The majority of CPU cycles in data centers is going to be looking up and filtering specific records in database(or maybe parsing files if you're into that). They can possibly save energy on a few specific kinds of scientific computing.

Re:meanwhile...

[K.+S.+Kyosuke]

Even OLAP could probably profit from this. Sometimes, it doesn't matter whether the response to the question "does my profit increase correlate strongly with my sales behavior X" is "definitely yes, by 0.87" or "definitely yes, by 0.86", the important thing is that is isn't "most likely no, by 0.03".

Also, in the era of heterogeneous machines, you ought to have a choice in that.

Re:meanwhile...

[ron_ivi]

The majority of CPU cycles in data centers is going to be looking up and filtering specific records in database

Approximate Computing is especially interesting in databases. One of the coolest projects in this space is Berkeley AMPLab's BlinkDB. Their cannonical example

SELECT avg(sessionTime) FROM Table WHERE city='San Francisco' ERROR 0.1 CONFIDENCE 95%

should give you a good idea of how/why it's useful.

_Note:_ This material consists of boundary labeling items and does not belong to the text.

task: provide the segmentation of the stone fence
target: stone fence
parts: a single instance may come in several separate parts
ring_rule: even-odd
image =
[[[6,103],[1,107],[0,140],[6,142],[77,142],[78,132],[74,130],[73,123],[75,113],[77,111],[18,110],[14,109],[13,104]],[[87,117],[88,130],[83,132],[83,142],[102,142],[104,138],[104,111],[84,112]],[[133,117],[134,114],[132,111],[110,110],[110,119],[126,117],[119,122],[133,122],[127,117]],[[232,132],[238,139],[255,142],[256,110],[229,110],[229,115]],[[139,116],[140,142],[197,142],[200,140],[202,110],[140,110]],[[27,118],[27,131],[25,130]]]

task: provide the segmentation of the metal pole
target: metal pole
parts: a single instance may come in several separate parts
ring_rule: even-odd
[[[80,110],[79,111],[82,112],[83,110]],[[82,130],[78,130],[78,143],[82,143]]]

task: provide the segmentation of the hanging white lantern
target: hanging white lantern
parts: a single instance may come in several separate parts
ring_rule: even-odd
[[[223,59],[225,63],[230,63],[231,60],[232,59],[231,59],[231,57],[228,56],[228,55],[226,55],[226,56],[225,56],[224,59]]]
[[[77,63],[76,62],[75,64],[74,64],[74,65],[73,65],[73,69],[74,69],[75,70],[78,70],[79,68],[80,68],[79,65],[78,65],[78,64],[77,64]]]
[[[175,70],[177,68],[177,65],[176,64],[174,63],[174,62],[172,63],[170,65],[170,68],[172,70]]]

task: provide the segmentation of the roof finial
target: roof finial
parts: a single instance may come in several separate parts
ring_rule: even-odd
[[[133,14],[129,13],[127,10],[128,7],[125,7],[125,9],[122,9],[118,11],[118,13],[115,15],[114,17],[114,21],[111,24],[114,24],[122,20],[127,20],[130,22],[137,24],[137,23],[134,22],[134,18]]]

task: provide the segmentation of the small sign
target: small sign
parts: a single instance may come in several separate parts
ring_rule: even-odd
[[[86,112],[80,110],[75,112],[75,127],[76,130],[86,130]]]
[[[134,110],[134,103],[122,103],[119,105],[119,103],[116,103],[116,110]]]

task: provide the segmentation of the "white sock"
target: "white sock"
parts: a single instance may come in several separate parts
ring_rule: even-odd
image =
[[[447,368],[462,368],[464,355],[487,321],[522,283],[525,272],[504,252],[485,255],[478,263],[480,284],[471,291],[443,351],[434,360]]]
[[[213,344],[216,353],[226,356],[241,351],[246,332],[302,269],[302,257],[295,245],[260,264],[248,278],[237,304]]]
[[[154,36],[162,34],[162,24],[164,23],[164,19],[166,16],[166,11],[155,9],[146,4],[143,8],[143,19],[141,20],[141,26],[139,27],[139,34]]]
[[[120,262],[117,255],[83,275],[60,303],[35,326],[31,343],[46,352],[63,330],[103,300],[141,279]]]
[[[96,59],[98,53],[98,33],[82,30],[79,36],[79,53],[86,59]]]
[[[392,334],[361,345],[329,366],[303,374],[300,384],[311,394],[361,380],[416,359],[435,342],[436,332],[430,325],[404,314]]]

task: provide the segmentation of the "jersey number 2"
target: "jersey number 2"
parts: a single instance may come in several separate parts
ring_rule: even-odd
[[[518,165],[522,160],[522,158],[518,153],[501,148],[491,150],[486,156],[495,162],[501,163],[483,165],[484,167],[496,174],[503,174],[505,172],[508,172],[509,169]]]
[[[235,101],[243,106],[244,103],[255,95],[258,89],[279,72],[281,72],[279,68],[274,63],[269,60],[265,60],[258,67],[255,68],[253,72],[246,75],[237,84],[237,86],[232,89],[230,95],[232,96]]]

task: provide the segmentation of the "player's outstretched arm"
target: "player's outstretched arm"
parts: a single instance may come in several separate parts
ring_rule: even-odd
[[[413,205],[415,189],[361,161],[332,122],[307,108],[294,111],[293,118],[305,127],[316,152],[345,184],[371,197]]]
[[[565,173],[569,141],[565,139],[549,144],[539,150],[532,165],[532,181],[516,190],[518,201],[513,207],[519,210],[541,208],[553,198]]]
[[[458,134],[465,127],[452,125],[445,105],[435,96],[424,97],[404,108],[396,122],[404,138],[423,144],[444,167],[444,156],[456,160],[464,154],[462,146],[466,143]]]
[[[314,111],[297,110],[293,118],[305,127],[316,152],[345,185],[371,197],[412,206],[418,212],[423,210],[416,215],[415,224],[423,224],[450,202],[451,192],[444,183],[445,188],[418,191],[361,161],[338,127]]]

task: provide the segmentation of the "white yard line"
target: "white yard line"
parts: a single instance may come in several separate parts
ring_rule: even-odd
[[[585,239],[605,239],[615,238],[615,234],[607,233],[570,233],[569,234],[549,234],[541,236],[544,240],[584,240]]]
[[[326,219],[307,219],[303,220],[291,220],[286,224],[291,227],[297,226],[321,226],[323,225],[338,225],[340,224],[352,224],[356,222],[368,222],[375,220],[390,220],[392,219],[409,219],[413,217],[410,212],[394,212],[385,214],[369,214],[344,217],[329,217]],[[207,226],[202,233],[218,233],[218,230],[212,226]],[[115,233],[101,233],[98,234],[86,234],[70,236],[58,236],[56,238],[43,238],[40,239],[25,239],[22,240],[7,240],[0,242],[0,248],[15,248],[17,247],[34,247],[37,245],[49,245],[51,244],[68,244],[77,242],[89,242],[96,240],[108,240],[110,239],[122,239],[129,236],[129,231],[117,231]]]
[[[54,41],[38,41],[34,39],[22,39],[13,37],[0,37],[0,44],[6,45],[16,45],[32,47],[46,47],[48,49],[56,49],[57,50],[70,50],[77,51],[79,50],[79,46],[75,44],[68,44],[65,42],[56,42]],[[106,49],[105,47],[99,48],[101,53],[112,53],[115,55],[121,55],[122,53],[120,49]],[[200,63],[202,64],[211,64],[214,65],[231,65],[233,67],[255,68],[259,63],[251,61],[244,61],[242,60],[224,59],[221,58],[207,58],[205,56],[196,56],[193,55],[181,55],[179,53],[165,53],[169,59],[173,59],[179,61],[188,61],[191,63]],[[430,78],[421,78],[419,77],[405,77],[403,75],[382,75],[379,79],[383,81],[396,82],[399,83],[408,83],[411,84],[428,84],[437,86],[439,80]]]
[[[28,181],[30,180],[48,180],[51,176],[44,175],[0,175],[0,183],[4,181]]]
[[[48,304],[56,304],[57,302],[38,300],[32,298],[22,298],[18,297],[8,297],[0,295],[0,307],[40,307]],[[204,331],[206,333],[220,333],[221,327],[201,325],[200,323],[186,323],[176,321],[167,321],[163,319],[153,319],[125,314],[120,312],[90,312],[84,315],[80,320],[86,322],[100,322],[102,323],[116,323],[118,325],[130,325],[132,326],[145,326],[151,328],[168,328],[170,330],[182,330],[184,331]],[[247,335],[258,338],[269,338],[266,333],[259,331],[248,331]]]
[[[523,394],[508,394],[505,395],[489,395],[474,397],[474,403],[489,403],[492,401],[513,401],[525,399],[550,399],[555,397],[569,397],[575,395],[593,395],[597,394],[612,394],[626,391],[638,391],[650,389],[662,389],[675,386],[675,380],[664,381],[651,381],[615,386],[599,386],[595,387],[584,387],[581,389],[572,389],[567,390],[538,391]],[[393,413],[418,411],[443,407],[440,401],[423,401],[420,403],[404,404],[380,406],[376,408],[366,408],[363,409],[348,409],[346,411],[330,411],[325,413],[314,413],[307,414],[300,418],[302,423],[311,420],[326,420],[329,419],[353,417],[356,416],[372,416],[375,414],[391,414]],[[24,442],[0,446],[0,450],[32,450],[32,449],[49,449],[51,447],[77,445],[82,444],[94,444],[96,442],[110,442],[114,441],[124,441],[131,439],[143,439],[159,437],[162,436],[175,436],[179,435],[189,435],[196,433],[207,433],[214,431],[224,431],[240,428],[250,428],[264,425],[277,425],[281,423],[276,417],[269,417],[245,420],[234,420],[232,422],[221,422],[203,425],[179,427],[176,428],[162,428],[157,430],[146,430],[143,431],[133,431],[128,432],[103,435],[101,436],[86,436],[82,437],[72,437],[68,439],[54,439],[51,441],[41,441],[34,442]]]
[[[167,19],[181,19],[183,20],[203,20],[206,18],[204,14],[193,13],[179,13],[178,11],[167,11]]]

Their bencmarks show that Approximate Computing to 1% error is about 100X faster than Hive on Hadoop.

Re:meanwhile...

[lgw]

Currently Slashdot is displaying ads for me along with the "disable ads" checkbox checked. Perhaps "approximate computing" is farther along than I imagined!

Re:meanwhile...

[ron_ivi]

Better - more technical link/paper that explains it in more detail: http://www.cs.berkeley.edu/~sameerag/blinkdb_eurosys13.pdf

DB: Queries with Bounded Errors and Bounded Response Times on Very Large Data

Re:meanwhile...

[camperdave]

Currently Slashdot is displaying ads for me along with the "disable ads" checkbox checked. Perhaps "approximate computing" is farther along than I imagined!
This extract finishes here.